During the latter years of his life, which he spent chiefly in London, Rae maintained a keen interest in colonial matters. He was an active member of the Royal Colonial Institute, a governor of the Imperial Institute, one of the first directors of the Canada North-West Land Company, and a director of other commercial enterprises in Manitoba and British Columbia. He was a regular attendant at meetings of the Royal Society, of which he was elected a fellow in 1880, of the Royal Geographical Society, and the British Association. He was also an ardent volunteer. He received the honorary degree LL.D. from the university of Edinburgh, and that of M.D. from McGill College, Montreal.

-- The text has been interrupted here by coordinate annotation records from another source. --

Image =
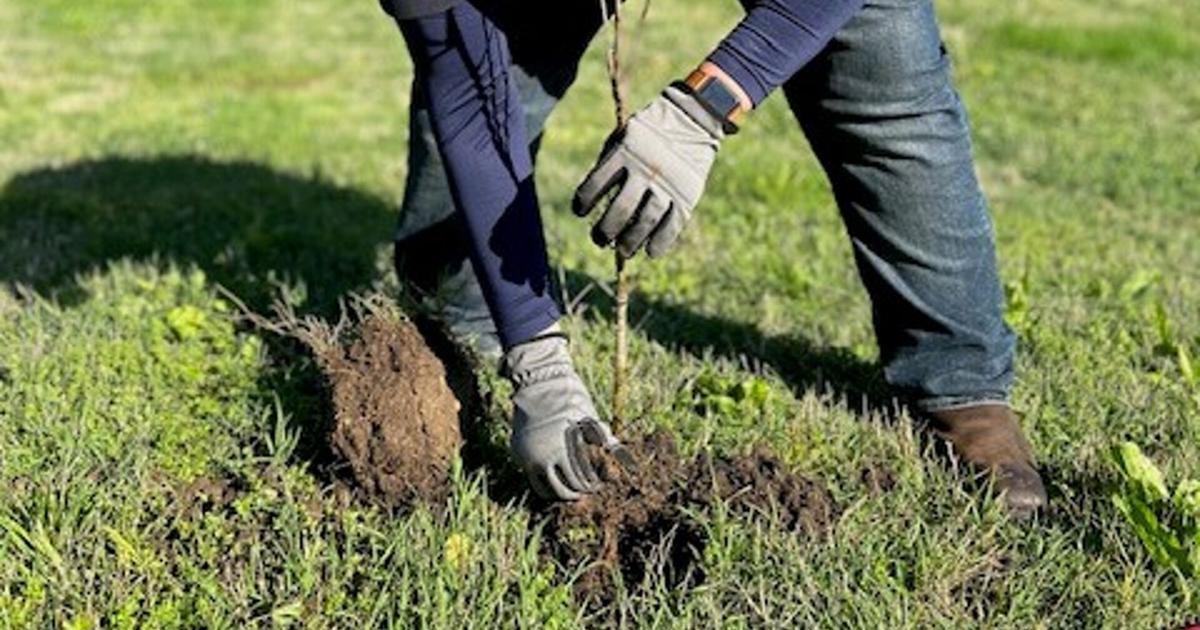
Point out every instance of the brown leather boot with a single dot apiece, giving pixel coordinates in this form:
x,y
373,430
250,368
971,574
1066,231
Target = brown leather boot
x,y
989,438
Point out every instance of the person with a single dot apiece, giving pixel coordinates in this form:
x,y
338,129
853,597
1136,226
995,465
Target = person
x,y
869,83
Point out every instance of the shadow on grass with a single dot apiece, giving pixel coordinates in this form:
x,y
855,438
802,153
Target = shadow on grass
x,y
246,226
801,363
251,227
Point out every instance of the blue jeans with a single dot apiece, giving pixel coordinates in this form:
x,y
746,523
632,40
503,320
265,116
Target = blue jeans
x,y
881,112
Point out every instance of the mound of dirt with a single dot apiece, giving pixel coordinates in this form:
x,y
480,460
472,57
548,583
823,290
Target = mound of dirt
x,y
395,418
639,523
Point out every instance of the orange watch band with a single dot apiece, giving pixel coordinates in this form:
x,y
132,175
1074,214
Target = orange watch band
x,y
700,79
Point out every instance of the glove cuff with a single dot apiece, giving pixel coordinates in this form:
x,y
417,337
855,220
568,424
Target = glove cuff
x,y
539,359
682,96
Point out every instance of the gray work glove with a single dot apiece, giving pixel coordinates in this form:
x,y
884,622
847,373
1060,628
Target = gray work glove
x,y
553,419
659,162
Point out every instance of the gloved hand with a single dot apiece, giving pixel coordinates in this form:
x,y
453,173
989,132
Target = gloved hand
x,y
553,419
659,162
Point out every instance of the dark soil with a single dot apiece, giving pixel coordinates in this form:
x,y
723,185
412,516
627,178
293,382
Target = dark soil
x,y
639,526
395,418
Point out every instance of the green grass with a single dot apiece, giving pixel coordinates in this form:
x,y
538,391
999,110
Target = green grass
x,y
150,151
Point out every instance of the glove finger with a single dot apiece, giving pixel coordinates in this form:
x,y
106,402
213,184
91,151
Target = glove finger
x,y
570,486
595,432
666,234
558,489
577,457
635,234
621,210
539,485
603,177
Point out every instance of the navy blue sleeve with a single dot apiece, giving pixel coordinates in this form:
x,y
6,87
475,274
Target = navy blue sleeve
x,y
777,39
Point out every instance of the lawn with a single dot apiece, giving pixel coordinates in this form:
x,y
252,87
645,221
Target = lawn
x,y
159,465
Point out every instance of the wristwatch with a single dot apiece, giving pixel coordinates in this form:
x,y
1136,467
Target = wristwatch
x,y
717,97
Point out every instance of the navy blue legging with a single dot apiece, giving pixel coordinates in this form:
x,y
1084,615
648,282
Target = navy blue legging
x,y
462,67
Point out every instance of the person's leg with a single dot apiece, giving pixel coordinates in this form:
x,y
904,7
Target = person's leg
x,y
462,66
431,250
881,112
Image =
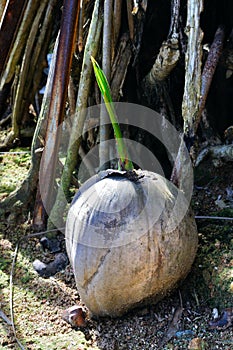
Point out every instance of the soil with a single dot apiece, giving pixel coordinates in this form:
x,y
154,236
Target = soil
x,y
180,321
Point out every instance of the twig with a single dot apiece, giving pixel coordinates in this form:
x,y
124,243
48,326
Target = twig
x,y
24,72
58,99
80,28
11,297
91,49
19,43
130,19
209,70
193,58
117,20
5,318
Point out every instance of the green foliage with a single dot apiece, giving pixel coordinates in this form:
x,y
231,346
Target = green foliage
x,y
125,162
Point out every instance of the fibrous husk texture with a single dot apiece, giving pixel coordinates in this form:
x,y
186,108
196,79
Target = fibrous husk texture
x,y
130,238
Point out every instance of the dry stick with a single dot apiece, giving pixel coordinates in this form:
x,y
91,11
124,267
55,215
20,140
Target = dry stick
x,y
58,100
193,59
130,19
117,20
192,88
106,66
24,72
208,71
20,42
80,28
2,7
169,53
120,66
91,48
22,196
9,24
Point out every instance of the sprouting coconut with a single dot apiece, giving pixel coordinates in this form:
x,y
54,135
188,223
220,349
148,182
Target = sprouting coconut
x,y
130,236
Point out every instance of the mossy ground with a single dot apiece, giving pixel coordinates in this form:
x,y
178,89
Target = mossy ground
x,y
38,303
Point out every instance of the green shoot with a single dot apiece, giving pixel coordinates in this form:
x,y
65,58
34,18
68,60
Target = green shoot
x,y
125,162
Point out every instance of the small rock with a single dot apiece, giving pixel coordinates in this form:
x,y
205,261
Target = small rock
x,y
48,270
51,244
196,344
75,316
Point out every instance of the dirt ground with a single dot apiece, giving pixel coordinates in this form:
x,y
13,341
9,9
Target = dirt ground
x,y
179,321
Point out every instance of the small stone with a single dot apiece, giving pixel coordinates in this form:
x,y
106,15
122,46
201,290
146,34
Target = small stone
x,y
196,344
75,316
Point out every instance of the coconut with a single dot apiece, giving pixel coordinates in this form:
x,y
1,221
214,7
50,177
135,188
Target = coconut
x,y
130,238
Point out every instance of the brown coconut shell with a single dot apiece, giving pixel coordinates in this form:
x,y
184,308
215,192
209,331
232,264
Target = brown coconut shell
x,y
130,237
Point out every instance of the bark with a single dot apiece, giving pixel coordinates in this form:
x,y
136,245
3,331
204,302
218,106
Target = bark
x,y
12,15
58,99
19,200
91,48
193,59
20,42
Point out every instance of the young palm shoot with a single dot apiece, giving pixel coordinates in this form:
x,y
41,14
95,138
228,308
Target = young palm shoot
x,y
124,162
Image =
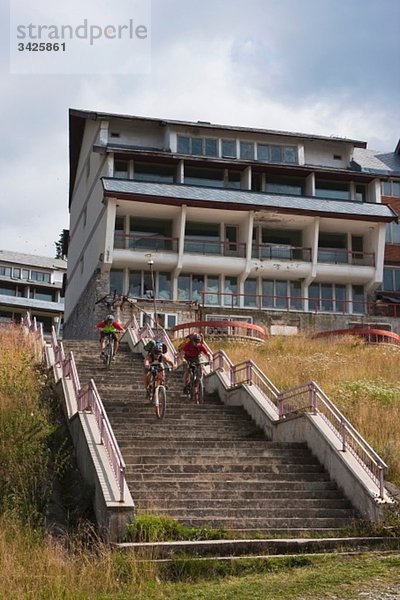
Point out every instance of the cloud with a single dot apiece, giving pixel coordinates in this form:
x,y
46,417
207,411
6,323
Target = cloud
x,y
306,67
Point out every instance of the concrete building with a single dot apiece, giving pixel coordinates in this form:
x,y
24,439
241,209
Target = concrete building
x,y
276,228
32,283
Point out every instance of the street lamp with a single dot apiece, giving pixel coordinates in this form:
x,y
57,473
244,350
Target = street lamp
x,y
150,262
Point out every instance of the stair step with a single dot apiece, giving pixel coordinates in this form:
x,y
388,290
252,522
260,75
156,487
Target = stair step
x,y
209,465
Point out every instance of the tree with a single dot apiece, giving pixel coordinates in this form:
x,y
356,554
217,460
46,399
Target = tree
x,y
62,245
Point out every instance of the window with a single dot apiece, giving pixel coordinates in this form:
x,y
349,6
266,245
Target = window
x,y
391,279
229,148
212,290
333,190
141,285
281,294
199,288
361,193
393,233
285,185
250,292
358,299
207,177
7,289
150,234
198,146
230,291
154,172
202,238
39,294
391,188
121,169
275,153
327,297
332,248
116,281
183,144
40,276
247,150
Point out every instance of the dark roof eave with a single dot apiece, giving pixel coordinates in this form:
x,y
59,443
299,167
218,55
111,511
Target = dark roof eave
x,y
153,199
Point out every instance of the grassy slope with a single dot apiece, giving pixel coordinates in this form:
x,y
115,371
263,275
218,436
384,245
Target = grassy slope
x,y
363,381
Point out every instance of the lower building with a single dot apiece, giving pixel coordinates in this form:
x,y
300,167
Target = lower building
x,y
32,283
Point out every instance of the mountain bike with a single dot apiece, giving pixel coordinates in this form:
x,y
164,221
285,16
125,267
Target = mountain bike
x,y
108,351
156,390
196,386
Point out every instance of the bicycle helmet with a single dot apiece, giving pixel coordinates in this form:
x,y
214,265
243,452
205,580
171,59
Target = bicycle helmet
x,y
158,348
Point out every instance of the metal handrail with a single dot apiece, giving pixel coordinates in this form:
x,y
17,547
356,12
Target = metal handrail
x,y
89,397
310,398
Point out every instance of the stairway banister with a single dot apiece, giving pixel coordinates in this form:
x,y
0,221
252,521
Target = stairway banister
x,y
351,439
107,436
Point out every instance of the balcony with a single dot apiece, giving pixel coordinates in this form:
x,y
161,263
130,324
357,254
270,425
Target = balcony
x,y
145,242
340,256
280,252
217,247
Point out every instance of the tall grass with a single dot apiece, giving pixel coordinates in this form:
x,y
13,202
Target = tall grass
x,y
363,380
24,429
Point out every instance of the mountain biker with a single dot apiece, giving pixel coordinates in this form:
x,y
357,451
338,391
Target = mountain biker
x,y
109,325
191,351
156,353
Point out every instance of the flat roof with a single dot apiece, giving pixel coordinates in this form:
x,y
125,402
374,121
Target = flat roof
x,y
245,200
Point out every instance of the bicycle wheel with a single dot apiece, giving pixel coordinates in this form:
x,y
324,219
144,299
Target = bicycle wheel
x,y
109,353
198,392
161,401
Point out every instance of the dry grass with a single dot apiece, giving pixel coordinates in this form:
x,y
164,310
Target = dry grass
x,y
363,380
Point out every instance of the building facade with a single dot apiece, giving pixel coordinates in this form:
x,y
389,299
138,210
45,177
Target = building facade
x,y
32,283
267,226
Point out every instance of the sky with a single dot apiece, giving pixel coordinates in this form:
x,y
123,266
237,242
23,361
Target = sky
x,y
322,67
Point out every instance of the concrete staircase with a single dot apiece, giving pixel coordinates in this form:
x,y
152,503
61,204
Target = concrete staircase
x,y
209,465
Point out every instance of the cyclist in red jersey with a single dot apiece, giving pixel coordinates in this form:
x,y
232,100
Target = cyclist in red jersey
x,y
191,353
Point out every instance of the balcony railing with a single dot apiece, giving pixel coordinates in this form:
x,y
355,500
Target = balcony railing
x,y
287,303
339,256
145,242
280,252
219,247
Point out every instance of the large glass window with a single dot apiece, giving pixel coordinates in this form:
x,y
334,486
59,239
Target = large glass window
x,y
121,169
212,289
164,286
116,281
228,148
184,286
202,238
358,299
333,190
285,185
391,188
197,146
40,276
391,279
247,150
150,234
207,177
332,247
154,172
393,233
230,291
327,297
281,294
250,292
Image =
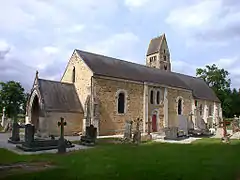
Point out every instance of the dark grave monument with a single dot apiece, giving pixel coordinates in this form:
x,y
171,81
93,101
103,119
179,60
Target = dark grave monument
x,y
15,138
90,136
128,131
31,144
61,141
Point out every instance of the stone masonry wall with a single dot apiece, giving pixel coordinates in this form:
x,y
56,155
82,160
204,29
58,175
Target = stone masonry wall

He died on 22 July 1893 at his residence, 4 Addison Gardens, London, of influenza, followed by congestion of the lungs, and was buried in the churchyard of St. Magnus Cathedral, Kirkwall.
Rae married, in 1860, Catharine Jane Alicia, the third daughter of Major George Ash Thompson of Ardkill, co. Londonderry, and Glenchiel Munechrane, co. Tyrone. He left no children.
Rae, whose health was exceptionally robust, attributed his success in arctic travel to his power of living in Eskimo fashion and to his skill as a sportsman and boatman. He is said to have walked over twenty-three thousand miles in the course of his arctic journeys. In all his expeditions he made collections of characteristic plants and animals, as well as physical and meteorological observations. He was the author of ‘Narrative of an Expedition to the Shores of the Arctic Sea in 1846 and 1847’ (published 1850). He wrote also reports of his journey in the ‘Journal of the Royal Geographical Society’ (xxii. 73, 82, xxv. 246); a paper on ‘Formation of Icebergs and Transportation of Boulders by Ice’ (Canadian Journal, iv. 180), the substance of which is repeated in his paper read before the British Association in 1860 (Rep. Brit. Assoc. xxx. 174). At the same meeting he read a paper (unpublished) on the ‘Aborigines of the Arctic and Sub-Arctic Regions of North America.’
A portrait of him, painted by Mr. Stephen Pierce, and afterwards engraved, was exhibited at the Royal Academy in 1852. A later portrait, painted by Mr. Sydney Hodges, is in the museum at Stromness; and there is a bust, by George Maccallum, in the Edinburgh University.
[The Polar Regions, by Sir John Richardson, 8vo, 1861; obituary notices in Amer. Geogr. Soc. Bull. vol. xxv. No. 3, Geogr. Journ. vol. ii. No. 3, Nature xlviii. 321, Times 26 July 1893, Orkney Herald 2 Aug. 1893; and the following Parliamentary Returns: Papers and Correspondence relative to the Arctic Expedition under Sir John Franklin, March 1851, pp. 45, 51; Arctic Expeditions 20 Dec. 1852, p. 72; Further Papers relative to the Recent Arctic Expeditions in Search of Sir John Franklin, January 1855, p. 831 (reprinted in 8vo form under title ‘The Melancholy Fate of Sir John Franklin and his Party, as described in Dr. Rae's Report, together with the Despatches and Letters of Capt. McClure’); Further Papers, &c., May 1856 (containing correspondence relative to the adjudication of the 10,000l. reward).]